L’ORO DALLA GRECIA A ROMA
Se per molti la maschera di Tutankamen è il simbolo per eccellenza dell’arte orafa egiziana, ma anche della magia che l’oro può esercitare sull’essere umano, non meno famosa è quella erroneamente ritenuta di Agamennone, scoperta nella seconda metà del 19esimo secolo dall’archeologo Heinrich Schliemann, a sua volta alla ricerca della mitica città di Troia (anche se poi molte fonti ne attestano la storicità effettiva).
E come spesso accade in queste situazioni, mentre si è alla ricerca di una testimonianza, ci si imbatte in un tesoro non cercato ma altrettanto prezioso: suppellettili varie oltre a vasi, anelli, bracciali e varie maschere funebri tra cui quella che lo stesso Schliemann, convinto di aver scoperto la tomba di Agamennone, attribuì alla figura narrata da Omero. E anche se l’oro poteva aver accecato la capacità di giudizio degli studiosi, successivamente si capì che il tesoro era in realtà una testimonianza bene anteriore rispetto a quanto sperato dallo studioso.
Non solo, ma una quantità così grande di oro non si poteva spiegare in nessun modo dal momento che in Grecia non esistono miniere di questo prezioso metallo.

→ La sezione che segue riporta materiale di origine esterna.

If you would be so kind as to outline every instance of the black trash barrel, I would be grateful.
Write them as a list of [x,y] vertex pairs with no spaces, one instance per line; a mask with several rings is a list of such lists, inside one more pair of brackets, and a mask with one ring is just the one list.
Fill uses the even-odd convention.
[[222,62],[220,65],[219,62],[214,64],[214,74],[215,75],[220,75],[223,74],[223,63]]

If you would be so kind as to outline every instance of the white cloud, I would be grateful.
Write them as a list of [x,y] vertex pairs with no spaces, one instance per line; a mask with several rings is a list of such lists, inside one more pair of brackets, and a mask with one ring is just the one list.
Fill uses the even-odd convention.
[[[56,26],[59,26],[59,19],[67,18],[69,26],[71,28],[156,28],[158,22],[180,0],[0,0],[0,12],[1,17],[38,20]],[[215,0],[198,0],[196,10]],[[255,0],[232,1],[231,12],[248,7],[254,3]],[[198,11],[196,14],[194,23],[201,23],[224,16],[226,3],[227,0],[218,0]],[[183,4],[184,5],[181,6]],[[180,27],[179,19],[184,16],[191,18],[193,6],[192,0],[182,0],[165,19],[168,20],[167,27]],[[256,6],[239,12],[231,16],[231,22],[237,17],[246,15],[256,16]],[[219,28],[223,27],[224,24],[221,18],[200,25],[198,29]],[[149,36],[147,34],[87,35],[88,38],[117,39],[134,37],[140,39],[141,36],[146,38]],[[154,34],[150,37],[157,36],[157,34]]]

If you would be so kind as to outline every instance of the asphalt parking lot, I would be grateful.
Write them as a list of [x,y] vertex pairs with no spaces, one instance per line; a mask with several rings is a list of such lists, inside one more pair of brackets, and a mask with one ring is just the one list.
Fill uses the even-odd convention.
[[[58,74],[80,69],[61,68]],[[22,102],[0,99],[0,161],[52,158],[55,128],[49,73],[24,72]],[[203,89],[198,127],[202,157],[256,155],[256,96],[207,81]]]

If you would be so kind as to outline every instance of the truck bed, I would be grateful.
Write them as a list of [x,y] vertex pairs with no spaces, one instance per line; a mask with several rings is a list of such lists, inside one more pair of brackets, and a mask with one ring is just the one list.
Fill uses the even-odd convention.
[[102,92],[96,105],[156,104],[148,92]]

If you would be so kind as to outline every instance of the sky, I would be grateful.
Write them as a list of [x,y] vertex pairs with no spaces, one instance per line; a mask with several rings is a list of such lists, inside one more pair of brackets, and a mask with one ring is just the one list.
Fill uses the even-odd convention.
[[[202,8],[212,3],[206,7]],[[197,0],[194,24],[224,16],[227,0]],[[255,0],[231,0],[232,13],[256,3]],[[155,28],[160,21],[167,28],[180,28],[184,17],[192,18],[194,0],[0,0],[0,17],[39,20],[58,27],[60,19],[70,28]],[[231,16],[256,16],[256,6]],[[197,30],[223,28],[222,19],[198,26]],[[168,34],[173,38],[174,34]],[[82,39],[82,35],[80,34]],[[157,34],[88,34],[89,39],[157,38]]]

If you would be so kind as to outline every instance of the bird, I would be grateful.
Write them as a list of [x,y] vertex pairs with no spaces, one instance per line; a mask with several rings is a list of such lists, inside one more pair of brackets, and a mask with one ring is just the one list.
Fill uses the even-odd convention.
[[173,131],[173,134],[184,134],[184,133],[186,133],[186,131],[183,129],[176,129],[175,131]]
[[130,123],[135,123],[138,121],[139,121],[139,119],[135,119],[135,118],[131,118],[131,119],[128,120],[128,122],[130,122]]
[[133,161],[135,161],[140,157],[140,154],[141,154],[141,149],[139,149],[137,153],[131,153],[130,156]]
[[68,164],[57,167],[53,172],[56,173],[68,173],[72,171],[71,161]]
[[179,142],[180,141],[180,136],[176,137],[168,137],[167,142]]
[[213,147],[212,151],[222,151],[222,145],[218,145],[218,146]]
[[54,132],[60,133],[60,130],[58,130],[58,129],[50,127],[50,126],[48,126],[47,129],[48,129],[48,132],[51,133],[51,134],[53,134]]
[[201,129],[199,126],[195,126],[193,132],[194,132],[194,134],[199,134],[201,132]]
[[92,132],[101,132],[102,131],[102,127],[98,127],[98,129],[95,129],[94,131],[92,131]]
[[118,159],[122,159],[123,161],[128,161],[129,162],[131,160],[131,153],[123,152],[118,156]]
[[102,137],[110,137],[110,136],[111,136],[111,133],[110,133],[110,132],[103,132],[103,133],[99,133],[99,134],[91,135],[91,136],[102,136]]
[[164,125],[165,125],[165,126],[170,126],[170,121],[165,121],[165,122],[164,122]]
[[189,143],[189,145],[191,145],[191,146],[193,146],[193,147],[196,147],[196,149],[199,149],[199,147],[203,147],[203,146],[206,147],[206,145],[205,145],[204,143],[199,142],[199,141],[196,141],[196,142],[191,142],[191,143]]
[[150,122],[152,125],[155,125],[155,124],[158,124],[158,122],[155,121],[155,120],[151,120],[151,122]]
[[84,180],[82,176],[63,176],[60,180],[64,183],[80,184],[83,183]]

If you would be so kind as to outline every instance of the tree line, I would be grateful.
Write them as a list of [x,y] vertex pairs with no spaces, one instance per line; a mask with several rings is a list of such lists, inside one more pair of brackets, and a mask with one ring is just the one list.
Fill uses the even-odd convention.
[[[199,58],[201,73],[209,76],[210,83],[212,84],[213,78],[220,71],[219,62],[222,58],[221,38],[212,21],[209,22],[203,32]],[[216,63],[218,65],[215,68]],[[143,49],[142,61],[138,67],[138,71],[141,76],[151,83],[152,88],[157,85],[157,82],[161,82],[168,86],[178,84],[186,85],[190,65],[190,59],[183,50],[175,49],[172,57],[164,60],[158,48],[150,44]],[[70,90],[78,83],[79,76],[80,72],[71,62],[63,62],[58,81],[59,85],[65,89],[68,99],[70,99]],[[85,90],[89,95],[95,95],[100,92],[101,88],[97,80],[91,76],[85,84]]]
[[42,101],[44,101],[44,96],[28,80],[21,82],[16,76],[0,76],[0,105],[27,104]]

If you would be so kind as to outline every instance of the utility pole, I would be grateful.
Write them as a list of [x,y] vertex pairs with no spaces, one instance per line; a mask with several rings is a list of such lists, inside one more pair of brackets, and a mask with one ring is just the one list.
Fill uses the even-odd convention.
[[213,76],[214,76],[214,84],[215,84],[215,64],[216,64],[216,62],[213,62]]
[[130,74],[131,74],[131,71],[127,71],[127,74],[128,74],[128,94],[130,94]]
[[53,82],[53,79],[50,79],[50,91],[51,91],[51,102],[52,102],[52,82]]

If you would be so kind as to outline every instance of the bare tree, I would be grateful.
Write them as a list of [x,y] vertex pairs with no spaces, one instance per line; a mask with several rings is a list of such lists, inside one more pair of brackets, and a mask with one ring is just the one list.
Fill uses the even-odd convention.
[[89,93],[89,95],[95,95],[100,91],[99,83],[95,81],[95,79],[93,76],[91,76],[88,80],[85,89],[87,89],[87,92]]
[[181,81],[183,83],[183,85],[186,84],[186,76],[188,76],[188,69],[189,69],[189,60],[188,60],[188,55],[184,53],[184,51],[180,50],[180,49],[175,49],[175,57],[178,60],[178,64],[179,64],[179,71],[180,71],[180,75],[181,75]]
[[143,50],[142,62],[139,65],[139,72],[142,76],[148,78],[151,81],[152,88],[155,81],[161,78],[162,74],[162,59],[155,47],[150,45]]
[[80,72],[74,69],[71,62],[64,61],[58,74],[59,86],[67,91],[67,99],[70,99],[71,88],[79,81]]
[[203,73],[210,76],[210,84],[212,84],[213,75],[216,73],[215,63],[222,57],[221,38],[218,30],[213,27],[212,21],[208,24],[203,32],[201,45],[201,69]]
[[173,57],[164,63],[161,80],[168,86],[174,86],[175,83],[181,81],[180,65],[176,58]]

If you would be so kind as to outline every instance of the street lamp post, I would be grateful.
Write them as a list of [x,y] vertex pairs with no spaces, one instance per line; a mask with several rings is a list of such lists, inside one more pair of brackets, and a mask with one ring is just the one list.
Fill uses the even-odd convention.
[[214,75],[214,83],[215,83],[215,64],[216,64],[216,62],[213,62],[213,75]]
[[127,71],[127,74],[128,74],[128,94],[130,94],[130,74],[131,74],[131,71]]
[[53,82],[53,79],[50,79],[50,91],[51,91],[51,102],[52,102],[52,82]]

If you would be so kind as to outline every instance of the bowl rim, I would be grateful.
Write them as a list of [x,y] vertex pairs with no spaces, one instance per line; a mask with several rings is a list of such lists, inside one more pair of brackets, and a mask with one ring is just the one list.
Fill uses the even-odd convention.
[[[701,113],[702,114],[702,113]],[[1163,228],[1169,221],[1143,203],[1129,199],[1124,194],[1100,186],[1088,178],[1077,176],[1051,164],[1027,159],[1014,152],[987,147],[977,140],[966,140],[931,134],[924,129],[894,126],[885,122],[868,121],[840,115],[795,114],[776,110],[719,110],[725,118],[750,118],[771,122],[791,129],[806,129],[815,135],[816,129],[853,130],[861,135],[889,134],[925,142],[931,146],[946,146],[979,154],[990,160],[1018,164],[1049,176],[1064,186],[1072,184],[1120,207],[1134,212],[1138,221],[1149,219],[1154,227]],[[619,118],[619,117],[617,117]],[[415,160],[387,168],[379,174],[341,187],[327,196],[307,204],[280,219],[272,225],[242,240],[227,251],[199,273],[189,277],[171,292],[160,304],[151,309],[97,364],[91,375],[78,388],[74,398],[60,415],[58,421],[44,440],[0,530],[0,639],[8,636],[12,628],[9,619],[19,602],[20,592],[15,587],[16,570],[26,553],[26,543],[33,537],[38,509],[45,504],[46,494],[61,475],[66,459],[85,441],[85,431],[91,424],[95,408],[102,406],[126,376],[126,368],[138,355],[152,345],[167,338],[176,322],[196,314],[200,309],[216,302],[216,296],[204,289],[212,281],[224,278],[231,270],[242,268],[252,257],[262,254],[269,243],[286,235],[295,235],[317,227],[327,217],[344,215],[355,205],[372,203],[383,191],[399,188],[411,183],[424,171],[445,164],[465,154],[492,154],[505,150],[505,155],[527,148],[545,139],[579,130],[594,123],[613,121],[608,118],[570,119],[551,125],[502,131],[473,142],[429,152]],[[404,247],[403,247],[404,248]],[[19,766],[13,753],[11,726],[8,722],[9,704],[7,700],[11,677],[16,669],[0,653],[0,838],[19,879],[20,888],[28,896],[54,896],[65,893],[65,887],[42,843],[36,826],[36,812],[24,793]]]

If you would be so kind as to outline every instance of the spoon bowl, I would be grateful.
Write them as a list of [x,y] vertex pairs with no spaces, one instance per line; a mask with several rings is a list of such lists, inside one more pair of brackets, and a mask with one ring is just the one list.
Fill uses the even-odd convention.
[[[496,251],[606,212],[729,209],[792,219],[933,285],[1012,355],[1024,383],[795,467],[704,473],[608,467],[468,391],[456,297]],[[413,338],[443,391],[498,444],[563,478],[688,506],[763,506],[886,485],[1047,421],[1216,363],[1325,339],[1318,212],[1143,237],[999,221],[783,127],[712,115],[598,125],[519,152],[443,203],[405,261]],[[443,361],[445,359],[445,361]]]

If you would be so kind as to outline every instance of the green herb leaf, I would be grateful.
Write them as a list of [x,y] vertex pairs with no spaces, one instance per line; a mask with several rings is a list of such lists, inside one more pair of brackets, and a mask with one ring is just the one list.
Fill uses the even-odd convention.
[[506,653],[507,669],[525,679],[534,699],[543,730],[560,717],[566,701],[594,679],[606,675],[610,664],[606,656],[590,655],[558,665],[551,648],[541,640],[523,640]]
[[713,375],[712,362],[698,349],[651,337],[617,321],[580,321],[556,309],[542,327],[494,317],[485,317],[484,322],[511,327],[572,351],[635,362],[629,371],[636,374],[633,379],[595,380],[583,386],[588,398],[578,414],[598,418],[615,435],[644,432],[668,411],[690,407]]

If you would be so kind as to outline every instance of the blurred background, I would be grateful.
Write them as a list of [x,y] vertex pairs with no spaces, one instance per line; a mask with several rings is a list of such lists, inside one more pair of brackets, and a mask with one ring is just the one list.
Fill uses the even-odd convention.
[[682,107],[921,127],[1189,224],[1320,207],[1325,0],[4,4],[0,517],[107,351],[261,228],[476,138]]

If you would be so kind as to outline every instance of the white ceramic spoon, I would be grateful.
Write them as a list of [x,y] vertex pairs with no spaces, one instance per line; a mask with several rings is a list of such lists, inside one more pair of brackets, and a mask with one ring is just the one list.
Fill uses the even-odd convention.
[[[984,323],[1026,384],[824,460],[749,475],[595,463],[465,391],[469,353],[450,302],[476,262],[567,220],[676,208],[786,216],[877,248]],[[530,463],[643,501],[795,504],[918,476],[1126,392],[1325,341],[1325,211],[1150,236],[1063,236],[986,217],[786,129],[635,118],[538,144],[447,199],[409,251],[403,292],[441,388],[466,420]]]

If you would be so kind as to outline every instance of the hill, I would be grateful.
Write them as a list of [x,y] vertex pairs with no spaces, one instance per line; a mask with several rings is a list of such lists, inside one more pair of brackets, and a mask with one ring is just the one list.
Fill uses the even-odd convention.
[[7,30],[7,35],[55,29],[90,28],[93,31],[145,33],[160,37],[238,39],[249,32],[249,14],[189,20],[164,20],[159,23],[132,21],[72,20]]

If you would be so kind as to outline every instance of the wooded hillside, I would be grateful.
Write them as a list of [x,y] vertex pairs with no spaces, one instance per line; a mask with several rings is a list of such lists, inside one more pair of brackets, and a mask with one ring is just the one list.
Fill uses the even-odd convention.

Da qui la teoria che vedeva un fortissimo commercio di oro nella zona del Medio Oriente e dell’Asia in generale. E questa opinione rafforzerebbe in contemporanea anche l’altra che vedrebbe gli Egizi intessere rapporti commerciali con popolazioni del Mar Rosso per lo scambio di oro. Un elemento che per gli abitanti del Nilo non aveva valore economico bensì semplicemente religioso. Anche in Italia non si trovano grandi giacimenti d’oro e questo problema era piuttosto rilevante per un popolo, come quello romano, particolarmente edito alla valorizzazione economica di ogni risorsa.
A differenza dei greci, però i Romani poterono contare sul loro impero. Non solo, ma potevano anche risparmiare e molto, sulla manodopera dal momento che nelle miniere erano utilizzati schiavi e condannati ai lavori forzati. Tutto ciò, però, non riuscì a salvarli da una crisi economica che tagliò l’Impero verso l’ultimo periodo della sua esistenza e che solo in parte fu sanato dall’editto dei prezzi di Diocleziano, anche se poi la stabilità monetaria venne raggiunta con le politiche create da Costantino.